Back in February, the Pennsylvania Supreme Court ruled that Philadelphia's appointed-not-elected School Reform Commission didn't have most of the powers it thought it had.
It was immediately difficult to determine whether this was good news or bad news-- the SRC had claimed for itself the power to cap charter enrollment, close schools, and unilaterally rewrite/cancel teacher contracts (thereby guaranteeing that the SRC had no friends in Philadelphia's education world).
What the court actually said was that the original act of the legislature that gave the SRC "carte blache" to do whatever the heck they wanted was, in fact, unconstitutional.This was bad news for the SRC, which has discovered, among other tings, that Pennsylvania charter school law lets charters suck a huge amount of blood out of public school systems. They have also discovered that paying teachers costs money (and are busy discovering this year that hiring substitute teachers costs money, too).

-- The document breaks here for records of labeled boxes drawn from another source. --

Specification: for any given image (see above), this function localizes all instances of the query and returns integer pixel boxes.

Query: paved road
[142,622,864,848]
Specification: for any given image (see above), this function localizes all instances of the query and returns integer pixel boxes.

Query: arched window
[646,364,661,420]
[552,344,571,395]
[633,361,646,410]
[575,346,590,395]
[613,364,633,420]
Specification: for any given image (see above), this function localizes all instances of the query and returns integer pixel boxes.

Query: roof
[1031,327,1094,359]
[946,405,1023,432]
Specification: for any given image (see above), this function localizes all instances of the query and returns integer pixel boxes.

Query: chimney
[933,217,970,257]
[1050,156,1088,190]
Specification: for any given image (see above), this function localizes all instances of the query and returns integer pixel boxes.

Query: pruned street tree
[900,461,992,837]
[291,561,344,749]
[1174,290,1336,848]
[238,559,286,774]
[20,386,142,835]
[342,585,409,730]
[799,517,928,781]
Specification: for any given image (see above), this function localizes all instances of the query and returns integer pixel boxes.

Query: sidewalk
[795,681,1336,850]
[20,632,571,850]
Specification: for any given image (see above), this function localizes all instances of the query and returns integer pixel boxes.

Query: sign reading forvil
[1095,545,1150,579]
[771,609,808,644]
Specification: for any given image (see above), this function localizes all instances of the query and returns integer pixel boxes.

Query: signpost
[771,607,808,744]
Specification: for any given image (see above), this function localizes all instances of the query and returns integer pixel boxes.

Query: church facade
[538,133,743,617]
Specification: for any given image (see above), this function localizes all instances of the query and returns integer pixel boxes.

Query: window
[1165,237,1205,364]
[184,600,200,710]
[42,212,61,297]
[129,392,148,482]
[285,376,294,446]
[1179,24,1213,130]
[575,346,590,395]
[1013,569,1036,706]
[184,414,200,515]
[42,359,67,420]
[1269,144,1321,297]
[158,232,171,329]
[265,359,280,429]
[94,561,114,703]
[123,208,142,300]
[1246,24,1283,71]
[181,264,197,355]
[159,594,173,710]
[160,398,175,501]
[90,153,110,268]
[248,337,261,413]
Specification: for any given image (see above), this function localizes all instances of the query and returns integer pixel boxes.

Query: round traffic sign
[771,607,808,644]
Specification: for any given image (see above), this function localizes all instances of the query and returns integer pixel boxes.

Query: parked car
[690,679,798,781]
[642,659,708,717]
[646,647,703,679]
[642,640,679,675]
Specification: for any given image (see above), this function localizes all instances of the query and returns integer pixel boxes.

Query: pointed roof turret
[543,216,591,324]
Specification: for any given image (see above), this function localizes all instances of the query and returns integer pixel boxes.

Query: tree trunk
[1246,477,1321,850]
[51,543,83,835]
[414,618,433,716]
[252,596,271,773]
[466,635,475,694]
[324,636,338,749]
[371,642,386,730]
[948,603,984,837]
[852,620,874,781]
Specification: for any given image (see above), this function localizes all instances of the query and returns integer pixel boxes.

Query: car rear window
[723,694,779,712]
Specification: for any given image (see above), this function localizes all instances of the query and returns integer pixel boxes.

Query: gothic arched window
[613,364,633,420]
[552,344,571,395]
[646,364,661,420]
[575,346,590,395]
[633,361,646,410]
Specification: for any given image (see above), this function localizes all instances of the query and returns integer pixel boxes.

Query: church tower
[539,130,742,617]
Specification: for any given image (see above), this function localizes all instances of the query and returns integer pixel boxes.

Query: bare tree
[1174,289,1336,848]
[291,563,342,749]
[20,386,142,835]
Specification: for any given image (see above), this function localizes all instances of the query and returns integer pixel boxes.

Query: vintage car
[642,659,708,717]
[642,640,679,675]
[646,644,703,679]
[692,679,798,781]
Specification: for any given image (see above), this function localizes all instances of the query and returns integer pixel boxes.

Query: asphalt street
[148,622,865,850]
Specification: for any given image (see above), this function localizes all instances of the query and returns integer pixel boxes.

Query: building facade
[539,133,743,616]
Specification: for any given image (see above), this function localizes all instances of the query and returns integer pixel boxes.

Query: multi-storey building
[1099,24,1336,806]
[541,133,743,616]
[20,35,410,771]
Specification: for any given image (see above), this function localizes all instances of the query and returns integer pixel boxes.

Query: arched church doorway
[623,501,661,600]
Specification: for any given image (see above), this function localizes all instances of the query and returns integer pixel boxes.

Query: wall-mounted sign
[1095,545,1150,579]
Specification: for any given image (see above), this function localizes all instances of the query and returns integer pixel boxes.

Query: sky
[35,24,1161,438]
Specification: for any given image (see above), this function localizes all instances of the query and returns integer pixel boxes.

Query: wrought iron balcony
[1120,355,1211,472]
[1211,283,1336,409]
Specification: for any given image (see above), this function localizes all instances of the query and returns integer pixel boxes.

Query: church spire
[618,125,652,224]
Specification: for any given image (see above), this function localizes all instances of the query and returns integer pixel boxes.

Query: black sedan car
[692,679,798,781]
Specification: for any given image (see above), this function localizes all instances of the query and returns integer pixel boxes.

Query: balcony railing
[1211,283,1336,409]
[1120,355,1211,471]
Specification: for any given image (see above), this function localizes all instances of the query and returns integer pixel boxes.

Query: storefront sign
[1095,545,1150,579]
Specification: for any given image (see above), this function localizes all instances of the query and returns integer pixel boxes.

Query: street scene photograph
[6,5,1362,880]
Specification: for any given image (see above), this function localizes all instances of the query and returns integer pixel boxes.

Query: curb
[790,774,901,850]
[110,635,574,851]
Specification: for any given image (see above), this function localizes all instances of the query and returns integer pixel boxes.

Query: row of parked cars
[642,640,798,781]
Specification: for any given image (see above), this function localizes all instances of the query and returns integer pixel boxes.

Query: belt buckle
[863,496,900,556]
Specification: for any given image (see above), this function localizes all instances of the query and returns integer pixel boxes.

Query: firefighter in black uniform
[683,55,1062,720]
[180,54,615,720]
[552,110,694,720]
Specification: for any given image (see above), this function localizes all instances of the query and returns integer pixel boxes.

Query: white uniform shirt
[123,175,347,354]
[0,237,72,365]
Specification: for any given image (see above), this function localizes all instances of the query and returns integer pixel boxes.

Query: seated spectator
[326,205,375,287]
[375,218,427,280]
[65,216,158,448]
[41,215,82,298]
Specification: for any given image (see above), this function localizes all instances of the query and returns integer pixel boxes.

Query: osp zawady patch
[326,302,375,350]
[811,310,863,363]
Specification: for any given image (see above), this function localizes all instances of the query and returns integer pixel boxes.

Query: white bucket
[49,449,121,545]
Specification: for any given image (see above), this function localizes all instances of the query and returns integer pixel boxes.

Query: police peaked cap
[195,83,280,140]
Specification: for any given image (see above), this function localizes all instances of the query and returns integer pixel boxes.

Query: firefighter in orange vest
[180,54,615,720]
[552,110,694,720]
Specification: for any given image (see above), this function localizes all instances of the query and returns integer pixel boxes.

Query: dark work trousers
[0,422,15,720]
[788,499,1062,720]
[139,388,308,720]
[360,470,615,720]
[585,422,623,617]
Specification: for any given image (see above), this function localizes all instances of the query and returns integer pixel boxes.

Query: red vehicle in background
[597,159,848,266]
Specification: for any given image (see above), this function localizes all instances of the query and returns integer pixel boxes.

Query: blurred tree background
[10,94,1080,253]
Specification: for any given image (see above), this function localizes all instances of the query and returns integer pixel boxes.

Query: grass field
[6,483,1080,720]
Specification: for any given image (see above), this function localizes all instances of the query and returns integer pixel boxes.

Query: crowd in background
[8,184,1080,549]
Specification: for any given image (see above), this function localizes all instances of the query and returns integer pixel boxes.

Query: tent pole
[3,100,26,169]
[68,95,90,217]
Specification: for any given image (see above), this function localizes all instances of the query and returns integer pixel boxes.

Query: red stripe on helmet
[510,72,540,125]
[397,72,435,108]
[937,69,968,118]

The SRC can be forgiven for feeling hugely poor-- they are dealing with a very poor urban system in a state that has one of the worst funding systems in the country.
But their dreams of being able to rule over the district like autocratic CEO's are now dashed for good. The PA Supremes considered revisiting their February decision and used exactly one sentence to deny that reconsideration. Philadelphia schools will have to operate under the law, and the SRC no longer gets to make up their own rules and play sheriff in a wild west town.